Maybe a funny question would be also if the computer came with Linux preinstalled (Steam boxes, Tuxedo etc.). Additional it could have the answer, "no, but everything works out of the box with no extra configuration" or so.


Last edited by Julius on 1 August 2016 at 11:46 am UTC
STiAT Aug 1, 2016
Quoting: minjWell SteamOS is debian-based while Manjaro differs more from Arch than Ubuntu spins from Ubuntu. So your grouping seems a bit arbitrary, not that there's a way to both be precise and generic at the same time...

I don't think it's much more difference on Arch/Manjaro than on Ubuntu derivates.

Manjaro is basically Arch with installer, some tools and a theme. They even take the packages directly from Arch, which is why they import the arch keyring.

The only difference is that there is that they don't push to stable without testing the supported desktops. Latest seen when Qt 5.7 was released which broke unified look on GTK based desktops, where the stable updates were held back for weeks until there existed fixes for the major GTK desktops to deal with the qt-styleengine.

In my opinion this isn't something which should have been broken in a minor release which Qt 5.7 is, though, they did. Arch just rolled the packages, Manjaro held them back until there were fixes.

I've been switching distros [a lot] lately, coming from Arch to several arch-based distros (Chakra etc.), to debian / tanglu, kubuntu, neon, back to arch, and later to Manjaro. If Manjaro does not change too much, it's a distro I think I can settle now for some time.

Only thing is, that Octopi is quite bad from usability point of view, but I never used graphical package managers anyway.
STiAT Aug 1, 2016
Quoting: JuliusCould you please add KDE Neon as an option: https://neon.kde.org/

Or maybe have the Kubuntu option as both, since it is very close to that and somewhat a successor to it?

Maybe a funny question would be also if the computer came with Linux preinstalled (Steam boxes, Tuxedo etc.). Additional it could have the answer, "no, but everything works out of the box with no extra configuration" or so.

KDE Neon is not in any way a successor of KUbuntu. They've different goals, while KUbuntu goes with the Ubuntu cycle and software releases even with KDE (except if you use backports, which is not officially supported), Neon does not.

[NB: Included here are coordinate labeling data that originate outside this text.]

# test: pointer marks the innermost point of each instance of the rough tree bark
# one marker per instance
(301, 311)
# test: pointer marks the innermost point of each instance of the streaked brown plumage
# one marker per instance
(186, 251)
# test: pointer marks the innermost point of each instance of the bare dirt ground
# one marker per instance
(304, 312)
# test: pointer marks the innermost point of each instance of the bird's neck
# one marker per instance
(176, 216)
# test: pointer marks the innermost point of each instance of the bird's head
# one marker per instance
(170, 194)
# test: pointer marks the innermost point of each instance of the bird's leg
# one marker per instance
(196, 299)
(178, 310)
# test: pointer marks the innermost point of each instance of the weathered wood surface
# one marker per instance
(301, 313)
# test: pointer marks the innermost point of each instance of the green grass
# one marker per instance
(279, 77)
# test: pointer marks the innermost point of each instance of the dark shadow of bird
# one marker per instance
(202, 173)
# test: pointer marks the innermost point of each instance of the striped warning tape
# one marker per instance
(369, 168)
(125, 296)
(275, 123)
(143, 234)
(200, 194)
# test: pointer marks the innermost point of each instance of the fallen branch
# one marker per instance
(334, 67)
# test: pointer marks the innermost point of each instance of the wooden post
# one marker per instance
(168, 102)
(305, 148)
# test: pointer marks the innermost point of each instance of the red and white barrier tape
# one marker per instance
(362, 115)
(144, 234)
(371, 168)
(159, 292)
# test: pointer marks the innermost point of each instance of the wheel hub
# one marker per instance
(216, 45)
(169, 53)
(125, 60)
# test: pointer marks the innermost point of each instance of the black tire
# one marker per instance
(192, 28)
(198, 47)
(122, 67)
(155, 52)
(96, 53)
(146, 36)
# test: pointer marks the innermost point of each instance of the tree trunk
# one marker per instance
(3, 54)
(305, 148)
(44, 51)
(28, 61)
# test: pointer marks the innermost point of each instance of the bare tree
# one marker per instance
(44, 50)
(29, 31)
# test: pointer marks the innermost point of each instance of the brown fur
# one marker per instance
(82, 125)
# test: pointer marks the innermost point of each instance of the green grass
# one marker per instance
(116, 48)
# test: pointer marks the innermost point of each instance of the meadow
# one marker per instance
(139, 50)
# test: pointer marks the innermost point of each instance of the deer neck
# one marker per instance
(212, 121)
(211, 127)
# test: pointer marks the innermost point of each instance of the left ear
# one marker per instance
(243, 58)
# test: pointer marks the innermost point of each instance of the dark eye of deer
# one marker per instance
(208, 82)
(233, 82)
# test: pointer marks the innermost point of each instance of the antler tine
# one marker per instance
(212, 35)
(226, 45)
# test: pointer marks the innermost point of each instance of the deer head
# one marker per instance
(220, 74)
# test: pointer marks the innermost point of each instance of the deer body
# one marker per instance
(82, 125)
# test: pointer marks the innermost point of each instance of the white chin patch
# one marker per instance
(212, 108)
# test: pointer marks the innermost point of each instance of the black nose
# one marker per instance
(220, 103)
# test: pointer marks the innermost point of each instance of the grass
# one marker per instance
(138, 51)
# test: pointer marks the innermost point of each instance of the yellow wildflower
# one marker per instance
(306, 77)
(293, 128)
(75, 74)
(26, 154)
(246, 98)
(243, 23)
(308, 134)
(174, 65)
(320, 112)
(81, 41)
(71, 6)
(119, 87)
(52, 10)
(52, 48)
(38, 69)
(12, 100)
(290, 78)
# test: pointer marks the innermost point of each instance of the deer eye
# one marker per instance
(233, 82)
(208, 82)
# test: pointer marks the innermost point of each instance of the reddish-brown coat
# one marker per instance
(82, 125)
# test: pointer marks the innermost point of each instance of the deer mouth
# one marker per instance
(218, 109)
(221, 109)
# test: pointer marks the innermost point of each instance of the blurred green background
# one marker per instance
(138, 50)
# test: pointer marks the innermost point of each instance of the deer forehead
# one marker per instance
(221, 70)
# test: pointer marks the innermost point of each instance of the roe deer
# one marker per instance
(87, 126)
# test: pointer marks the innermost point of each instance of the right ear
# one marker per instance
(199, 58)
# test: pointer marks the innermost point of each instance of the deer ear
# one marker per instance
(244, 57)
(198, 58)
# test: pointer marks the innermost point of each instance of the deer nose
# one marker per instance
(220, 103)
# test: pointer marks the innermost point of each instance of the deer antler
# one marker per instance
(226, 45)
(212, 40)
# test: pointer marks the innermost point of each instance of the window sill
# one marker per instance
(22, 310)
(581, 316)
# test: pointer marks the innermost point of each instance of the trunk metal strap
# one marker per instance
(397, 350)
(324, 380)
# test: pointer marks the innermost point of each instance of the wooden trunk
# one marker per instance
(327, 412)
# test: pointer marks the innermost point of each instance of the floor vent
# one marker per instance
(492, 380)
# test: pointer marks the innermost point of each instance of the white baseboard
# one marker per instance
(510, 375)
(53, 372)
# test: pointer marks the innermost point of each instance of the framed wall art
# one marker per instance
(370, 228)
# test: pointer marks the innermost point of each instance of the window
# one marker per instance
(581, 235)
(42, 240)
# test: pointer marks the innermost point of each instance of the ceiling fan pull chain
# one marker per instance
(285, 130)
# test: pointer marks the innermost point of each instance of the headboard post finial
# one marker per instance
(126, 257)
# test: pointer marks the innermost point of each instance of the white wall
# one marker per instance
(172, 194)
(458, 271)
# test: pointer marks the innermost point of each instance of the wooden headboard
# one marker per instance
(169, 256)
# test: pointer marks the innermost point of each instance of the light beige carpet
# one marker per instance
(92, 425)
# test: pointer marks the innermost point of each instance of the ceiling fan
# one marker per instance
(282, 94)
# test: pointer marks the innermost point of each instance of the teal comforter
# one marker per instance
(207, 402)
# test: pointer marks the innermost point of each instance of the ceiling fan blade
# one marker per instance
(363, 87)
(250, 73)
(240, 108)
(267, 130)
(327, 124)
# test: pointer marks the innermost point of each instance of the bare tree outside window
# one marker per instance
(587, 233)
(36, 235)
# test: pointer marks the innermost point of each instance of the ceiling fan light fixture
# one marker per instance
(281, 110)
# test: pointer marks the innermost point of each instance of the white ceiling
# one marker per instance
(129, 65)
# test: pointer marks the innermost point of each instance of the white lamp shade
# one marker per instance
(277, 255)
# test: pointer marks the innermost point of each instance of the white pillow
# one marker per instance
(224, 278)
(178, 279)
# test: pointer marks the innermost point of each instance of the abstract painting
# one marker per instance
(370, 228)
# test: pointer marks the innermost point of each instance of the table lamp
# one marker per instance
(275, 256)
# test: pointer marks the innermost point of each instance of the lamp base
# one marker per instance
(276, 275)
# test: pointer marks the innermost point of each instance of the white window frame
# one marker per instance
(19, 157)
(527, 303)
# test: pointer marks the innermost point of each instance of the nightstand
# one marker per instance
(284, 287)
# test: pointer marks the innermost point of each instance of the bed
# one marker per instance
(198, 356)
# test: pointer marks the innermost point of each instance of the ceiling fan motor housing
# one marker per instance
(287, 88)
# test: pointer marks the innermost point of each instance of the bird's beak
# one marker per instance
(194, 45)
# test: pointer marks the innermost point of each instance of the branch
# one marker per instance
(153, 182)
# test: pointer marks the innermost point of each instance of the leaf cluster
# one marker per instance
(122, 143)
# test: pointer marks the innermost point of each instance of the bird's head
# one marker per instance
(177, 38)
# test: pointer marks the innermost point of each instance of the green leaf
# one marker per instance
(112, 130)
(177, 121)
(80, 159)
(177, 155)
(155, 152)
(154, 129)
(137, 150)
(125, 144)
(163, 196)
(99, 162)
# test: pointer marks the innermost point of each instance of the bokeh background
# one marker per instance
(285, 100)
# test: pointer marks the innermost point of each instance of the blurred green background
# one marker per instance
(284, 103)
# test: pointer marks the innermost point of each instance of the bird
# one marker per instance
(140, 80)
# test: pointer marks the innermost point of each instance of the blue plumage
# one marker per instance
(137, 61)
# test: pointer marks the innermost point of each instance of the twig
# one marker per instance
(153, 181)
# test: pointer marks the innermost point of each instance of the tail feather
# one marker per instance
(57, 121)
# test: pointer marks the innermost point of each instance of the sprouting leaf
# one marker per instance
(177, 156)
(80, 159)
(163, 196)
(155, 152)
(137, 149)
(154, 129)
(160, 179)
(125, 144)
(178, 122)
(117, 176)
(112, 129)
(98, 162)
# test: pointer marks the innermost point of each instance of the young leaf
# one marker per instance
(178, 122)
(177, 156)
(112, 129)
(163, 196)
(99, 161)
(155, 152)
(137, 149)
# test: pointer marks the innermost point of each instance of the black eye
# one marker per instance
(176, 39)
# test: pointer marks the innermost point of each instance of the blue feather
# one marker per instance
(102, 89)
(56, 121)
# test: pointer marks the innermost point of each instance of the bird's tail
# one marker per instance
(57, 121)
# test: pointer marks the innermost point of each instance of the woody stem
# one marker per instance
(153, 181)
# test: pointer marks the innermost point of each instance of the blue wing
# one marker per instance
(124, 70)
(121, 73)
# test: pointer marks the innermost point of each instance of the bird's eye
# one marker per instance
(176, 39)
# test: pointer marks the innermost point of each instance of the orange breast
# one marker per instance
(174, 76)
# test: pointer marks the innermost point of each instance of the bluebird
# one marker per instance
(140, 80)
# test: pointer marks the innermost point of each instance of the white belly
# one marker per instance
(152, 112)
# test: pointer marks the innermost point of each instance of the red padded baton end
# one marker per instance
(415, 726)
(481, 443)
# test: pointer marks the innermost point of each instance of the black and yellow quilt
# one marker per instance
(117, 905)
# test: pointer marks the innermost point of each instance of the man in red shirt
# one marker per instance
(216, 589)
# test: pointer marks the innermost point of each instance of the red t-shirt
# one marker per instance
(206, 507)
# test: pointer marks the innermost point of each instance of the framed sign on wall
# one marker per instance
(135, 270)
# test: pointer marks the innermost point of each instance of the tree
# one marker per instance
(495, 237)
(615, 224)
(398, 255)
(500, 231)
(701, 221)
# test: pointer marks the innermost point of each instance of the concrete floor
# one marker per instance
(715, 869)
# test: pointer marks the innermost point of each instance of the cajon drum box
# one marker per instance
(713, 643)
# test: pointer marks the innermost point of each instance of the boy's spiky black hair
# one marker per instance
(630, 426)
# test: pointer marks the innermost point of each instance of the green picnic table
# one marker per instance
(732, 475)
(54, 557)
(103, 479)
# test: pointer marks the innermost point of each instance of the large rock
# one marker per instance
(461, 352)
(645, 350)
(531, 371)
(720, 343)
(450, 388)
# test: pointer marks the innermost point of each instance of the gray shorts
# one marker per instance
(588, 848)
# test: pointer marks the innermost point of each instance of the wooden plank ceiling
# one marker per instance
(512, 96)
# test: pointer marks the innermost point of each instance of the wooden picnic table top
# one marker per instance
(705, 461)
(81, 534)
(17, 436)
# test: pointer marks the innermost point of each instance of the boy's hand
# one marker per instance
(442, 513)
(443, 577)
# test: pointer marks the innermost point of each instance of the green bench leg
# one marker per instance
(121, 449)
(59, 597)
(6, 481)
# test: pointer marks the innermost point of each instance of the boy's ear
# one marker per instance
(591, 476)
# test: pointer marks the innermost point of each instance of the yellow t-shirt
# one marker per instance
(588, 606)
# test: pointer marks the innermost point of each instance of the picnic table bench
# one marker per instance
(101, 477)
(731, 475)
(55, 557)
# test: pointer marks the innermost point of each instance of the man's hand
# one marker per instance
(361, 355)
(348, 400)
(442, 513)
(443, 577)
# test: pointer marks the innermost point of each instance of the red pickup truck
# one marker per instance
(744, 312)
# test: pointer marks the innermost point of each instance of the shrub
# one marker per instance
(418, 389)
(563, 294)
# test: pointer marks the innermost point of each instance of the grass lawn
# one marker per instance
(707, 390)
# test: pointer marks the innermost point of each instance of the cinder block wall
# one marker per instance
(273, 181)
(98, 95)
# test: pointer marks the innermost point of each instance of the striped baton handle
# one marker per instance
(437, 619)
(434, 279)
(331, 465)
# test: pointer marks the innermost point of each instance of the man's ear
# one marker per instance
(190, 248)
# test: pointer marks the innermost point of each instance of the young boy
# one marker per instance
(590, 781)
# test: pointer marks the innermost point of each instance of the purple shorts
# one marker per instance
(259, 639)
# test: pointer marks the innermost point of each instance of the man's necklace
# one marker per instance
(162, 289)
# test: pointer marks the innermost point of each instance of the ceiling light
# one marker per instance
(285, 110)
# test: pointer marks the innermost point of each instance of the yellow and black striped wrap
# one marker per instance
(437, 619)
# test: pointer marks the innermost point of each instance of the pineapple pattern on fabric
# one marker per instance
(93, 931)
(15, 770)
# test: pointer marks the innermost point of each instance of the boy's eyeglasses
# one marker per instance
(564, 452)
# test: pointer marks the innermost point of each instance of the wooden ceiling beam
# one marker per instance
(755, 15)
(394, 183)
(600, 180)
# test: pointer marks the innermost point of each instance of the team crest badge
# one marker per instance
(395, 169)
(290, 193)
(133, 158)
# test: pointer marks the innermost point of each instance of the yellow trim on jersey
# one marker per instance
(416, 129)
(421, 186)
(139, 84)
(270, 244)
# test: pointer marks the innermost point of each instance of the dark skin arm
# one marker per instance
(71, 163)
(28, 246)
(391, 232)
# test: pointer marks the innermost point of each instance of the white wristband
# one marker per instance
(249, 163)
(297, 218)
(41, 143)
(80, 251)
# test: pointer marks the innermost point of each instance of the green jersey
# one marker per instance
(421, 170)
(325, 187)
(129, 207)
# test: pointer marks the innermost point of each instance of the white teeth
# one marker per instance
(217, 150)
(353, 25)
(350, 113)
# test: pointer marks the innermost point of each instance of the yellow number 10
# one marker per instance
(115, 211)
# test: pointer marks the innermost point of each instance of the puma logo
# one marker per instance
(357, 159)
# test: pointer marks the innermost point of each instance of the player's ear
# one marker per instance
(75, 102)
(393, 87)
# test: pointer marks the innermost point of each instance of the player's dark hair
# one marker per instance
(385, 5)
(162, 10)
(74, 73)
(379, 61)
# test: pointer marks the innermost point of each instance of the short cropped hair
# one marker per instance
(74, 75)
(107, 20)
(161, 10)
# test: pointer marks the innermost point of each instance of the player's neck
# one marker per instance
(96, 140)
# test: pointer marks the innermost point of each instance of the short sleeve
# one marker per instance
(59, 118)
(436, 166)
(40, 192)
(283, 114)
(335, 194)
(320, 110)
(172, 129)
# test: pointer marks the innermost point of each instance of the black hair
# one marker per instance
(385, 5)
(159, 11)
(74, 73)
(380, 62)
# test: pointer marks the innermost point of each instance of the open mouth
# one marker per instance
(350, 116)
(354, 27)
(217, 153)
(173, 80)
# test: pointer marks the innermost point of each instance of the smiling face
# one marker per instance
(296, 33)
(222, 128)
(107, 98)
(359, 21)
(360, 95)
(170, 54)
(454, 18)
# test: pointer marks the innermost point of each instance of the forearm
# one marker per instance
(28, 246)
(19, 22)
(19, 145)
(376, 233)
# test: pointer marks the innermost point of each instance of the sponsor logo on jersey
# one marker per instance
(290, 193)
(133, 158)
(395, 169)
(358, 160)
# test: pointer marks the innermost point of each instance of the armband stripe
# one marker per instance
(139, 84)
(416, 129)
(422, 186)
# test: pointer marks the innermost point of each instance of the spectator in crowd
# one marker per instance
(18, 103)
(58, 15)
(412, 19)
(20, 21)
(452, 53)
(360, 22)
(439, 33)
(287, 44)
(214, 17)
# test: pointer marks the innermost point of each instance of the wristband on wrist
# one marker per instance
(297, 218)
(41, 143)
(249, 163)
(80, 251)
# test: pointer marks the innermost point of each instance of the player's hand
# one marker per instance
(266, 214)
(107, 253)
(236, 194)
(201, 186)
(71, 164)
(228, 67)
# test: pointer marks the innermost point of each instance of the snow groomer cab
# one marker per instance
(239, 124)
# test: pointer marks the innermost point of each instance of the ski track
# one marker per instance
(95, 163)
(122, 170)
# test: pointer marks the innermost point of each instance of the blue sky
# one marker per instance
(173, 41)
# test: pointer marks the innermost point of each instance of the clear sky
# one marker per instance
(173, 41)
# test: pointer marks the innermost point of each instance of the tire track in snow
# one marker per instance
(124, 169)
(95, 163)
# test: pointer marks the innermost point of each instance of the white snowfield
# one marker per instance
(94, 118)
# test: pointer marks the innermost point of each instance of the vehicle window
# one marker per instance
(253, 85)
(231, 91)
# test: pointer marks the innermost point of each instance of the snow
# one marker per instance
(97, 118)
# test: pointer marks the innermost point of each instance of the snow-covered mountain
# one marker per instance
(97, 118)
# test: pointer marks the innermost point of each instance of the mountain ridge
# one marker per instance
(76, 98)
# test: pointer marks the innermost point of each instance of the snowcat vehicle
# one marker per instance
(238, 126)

I like Neon, they're doing a great job. Though, I decided to get my back to anything *ubuntu based distro. I'd have loved to see Tanglu getting more reception and developers, though, the project seems to decline (a year without release).
redshift Aug 1, 2016
Quoting: tuubi
Quoting: redshiftAlways wondered if we truly need 64vs32 question. Why does it matter?
Of course it matters, to any game developer at least. It shows how important it is to build 64bit binaries.
I thought it was a no-brainer really. Especially on gnu/linux systems.